Practice : Drift Detection & Correction

Purpose and Strategic Importance

Drift Detection & Correction is the practice of identifying and resolving differences between the declared state of infrastructure (e.g. in version-controlled code) and its actual state in the runtime environment. Left unchecked, drift can lead to inconsistencies, unexpected behaviour, security gaps, and deployment failures.

By detecting and correcting drift automatically, teams ensure infrastructure remains secure, predictable, and compliant - maintaining alignment between what’s intended and what’s actually running.

Description of the Practice

  • Drift detection tools monitor infrastructure and alert when real-world state deviates from declared configuration.
  • Correction mechanisms may auto-reconcile or guide teams to manually address issues.
  • Tools like Terraform, Pulumi, AWS Config, or GitOps agents (e.g.
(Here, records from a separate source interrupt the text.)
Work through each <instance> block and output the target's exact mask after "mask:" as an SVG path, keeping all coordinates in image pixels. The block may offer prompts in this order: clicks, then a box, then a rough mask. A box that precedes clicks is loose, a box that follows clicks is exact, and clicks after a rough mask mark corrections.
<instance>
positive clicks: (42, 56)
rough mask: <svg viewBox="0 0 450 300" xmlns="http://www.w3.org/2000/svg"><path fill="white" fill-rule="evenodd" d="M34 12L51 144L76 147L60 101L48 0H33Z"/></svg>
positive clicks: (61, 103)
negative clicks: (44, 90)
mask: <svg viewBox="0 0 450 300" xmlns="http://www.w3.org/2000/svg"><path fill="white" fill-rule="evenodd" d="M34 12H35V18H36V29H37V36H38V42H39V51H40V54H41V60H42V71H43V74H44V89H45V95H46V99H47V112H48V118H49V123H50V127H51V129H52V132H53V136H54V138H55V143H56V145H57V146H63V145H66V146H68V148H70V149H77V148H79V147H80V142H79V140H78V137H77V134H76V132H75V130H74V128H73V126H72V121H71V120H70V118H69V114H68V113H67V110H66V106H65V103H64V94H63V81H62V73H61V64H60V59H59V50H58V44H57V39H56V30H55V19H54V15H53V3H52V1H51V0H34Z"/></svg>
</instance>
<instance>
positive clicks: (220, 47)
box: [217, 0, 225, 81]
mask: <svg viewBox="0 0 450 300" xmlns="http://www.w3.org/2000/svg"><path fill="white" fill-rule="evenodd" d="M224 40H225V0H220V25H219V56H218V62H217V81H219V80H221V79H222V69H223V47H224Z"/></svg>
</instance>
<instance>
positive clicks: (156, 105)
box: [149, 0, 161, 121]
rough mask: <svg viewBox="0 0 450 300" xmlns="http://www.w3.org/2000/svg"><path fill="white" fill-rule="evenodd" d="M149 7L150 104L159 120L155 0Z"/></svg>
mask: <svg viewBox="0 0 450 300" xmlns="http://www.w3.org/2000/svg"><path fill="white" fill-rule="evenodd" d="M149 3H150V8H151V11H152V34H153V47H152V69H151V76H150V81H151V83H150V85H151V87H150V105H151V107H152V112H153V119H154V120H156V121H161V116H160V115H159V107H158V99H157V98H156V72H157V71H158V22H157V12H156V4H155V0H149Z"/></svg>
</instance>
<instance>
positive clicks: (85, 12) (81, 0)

ArgoCD) are used to detect and resolve drift.
  • Drift insights are logged, visible, and traceable to encourage proactive remediation.
  • Remediation workflows are governed and reviewed, not automated blindly.

How to Practise It (Playbook)

1. Getting Started

  • Use your Infrastructure as Code tool (e.g. terraform plan, pulumi preview) to compare live and declared state.
  • Set up periodic scans or integrate drift detection into deployment pipelines.
  • Track findings and notify teams via Slack, dashboards, or alerting tools.
  • Agree on ownership for reviewing and resolving drift.

2. Scaling and Maturing

  • Automate reconciliation of non-critical drift (e.g. tagging, configuration updates).
  • Build dashboards showing drift by service, environment, or team.
  • Include drift review in incident retros and release reviews.
  • Tag drift root causes: config bypass, pipeline gaps, or misaligned controls.
  • Where appropriate, implement self-healing via GitOps tools (e.g. ArgoCD sync).

3. Team Behaviours to Encourage

  • Never patch infrastructure manually - always update through code.
  • Investigate root causes of drift and strengthen prevention mechanisms.
  • Share drift patterns across teams to avoid repeated issues.
  • Treat drift detection as a signal of maturity, not failure.

4. Watch Out For…

  • Excessive alerts that create noise and are ignored.
  • Auto-correction without audit trails or human verification.
  • Teams manually patching resources outside IaC or GitOps flows.
  • Assuming no drift means no issues - some drift is subtle or silent.

5. Signals of Success

  • Teams are aware of and respond to infrastructure drift alerts.
  • Drift is addressed through version control, not ad hoc changes.
  • Misalignments are rare, visible, and resolved promptly.
  • Platform and security teams have confidence in declared vs. actual state.
  • Reconciliation processes improve system stability and trust.